Kangaroos can eat down to the ground layer of vegetation so that it is no longer able to provide food and shelter for small animals such as reptiles, insects, frogs and ground-feeding birds, and this can lead to a decline in the population of those species and localised extinctions. From that point of view, the government policy is then to undertake a conservation cull.

The way the numbers are determined—going to your question of where the advice came from—is that ecological staff in the Environment and Sustainable Development Directorate undertake a survey of existing kangaroo populations. They then match that against the calculated quotas of the carrying capacity of the various sites. Allowing then for population growth and breeding patterns, a final number is determined. A number is then sent to Territory and Municipal Services, to the Parks and Conservation Service, who then operationalise that and make a plan based on the initial advice from ESDD. That is how the final number is reached.

I can inform the house that the cull will start shortly. The Canberra Nature Park has seven areas that will be closed each night from 5.30 pm until 6 am the following morning, and that will be from Friday, 7 June until Wednesday, 31 July.
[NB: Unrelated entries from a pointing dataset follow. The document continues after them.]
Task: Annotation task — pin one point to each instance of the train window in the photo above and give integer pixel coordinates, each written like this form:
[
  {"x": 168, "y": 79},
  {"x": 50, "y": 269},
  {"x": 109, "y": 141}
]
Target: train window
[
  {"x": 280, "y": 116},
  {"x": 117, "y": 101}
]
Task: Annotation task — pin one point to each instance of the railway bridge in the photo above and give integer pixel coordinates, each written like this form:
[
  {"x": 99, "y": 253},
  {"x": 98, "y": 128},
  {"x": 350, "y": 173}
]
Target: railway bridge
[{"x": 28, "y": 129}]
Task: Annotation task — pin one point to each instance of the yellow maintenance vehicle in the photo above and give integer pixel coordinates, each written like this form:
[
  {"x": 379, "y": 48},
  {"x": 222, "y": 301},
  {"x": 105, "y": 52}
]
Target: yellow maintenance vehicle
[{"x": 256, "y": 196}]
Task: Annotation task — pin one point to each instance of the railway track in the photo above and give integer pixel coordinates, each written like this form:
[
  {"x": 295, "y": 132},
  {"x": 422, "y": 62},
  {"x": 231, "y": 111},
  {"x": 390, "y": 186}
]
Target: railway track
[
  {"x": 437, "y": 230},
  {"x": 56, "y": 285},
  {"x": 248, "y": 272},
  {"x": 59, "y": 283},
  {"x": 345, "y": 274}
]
That is to ensure that the staff conducting this activity can do so with safety, both for their own safety and for the safety of the public. Notices will be put at the entrance of the Canberra Nature Park in the affected units, and that should ensure that this is undertaken in a safe and responsible way.

It being 3 pm, questions were interrupted pursuant to the order of the Assembly.

Appropriation Bill 2013-2014

[Cognate bill: Appropriation (Office of the Legislative Assembly) Bill 2013-2014]

Debate resumed from 4 June 2013, on motion by Mr Barr:

That this bill be agreed to in principle.

MADAM SPEAKER: I understand it is the wish of the Assembly to debate this bill cognately with executive business order of the day No 5, Appropriation (Office of the Legislative Assembly) Bill 2013-14. That being the case, I remind members that in debating order of the day No 4, executive business, they may also address their remarks to executive business order of the day No 5.

MR HANSON (Molonglo—Leader of the Opposition) (3.00): Too often in contemporary politics, particularly for an opposition, the focus is on the negatives. It almost has to be and almost always is. Governments must be scrutinised, they must be accountable. That is the role of oppositions, and it is a role that is particularly necessary as governments become lazy, arrogant, aloof and accident prone.